Yeah, after I read this thread I contacted the OP and discussed this in depth. 

While the boosters are not a swappable part, they also dont control the mixture. And although it migh move the power band, a manifold wont control it either. I can see (almost) Edelbrok stating that a base calibration would be insufficient for a particular setup, but certainly a 750 CFM carb on an Edelbrock manny, and anything under a 400 cui, wouldnt be lean.

This all may be true, but on the surface, Im very skeptical.


----------



## armyadarkness (Dec 7, 2020)

I met the Tech Dept manager at Edelbrock, Dave Stinson, several years ago, and we've stayed in touch. I met him because I left a review somewhere that one of the Edelbrock support techs was an idiot. He responded that "several of them were".

I mean... why are we even designing a 750 cfm carb for economy? Anyone with an engine big enough to mathmatically require a 750, already owns an uneconomical car, so what's the point?

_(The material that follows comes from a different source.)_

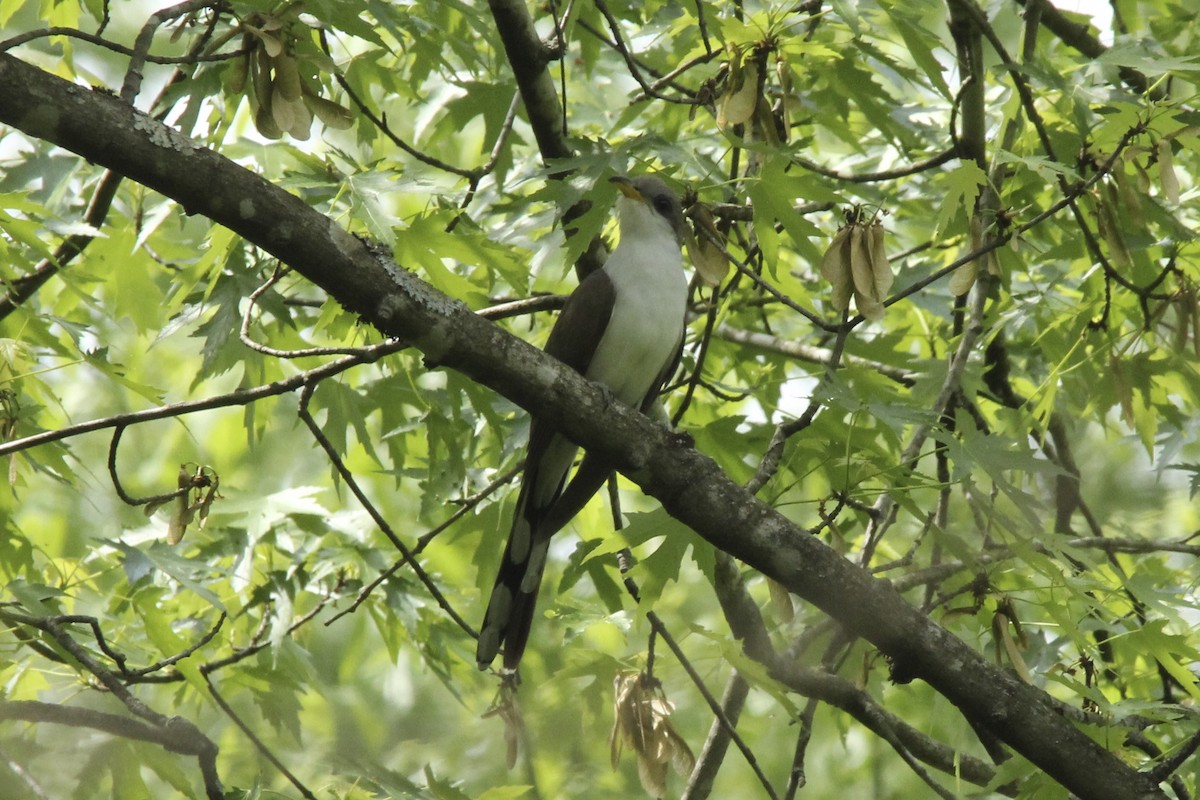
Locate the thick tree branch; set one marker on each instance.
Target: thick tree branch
(689, 485)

Why not just put a 500 cfm carb on it? 

And Im even more curious as to what specifically about an Edelbrock Performer "richens it up" enough to work with an economy carb. How can a 600 cfm carb work perfect on a Performer, but 750 cant? 

Sounds to me like the tech is trying to insinuate that the boosters on a 750 cfm carb, arent capable of handling 750 cfms.


----------



## System (7 mo ago)

It certainly doesn't make a lot of sense to me either. Jegs has a disclaimer about compatibility on their site too. But get this... the owners manual for my Performer RPM intake specifically lists the 1411 as one of the compatible carbs! So, who knows...


----------



## Scott06 (May 6, 2020)

System said:


> It certainly doesn't make a lot of sense to me either. Jegs has a disclaimer about compatibility on their site too. But get this... the owners manual for my Performer RPM intake specifically lists the 1411 as one of the compatible carbs! So, who knows...


Agreed Like you and Army I have found eddy carbs to be very tune able. I suspect this is a way to push more customers to the newer AV2 carbs that admittedly have more tuneability, better boosters, and features. I'm assuming builds targeted at higher rpm where parts mismatch may be an issue require a more talented tuner, this may steer the buyer into a larger window of success vs the base performer carb. Would bet that comment wasn't on their website before the AV2 carbs came out...


----------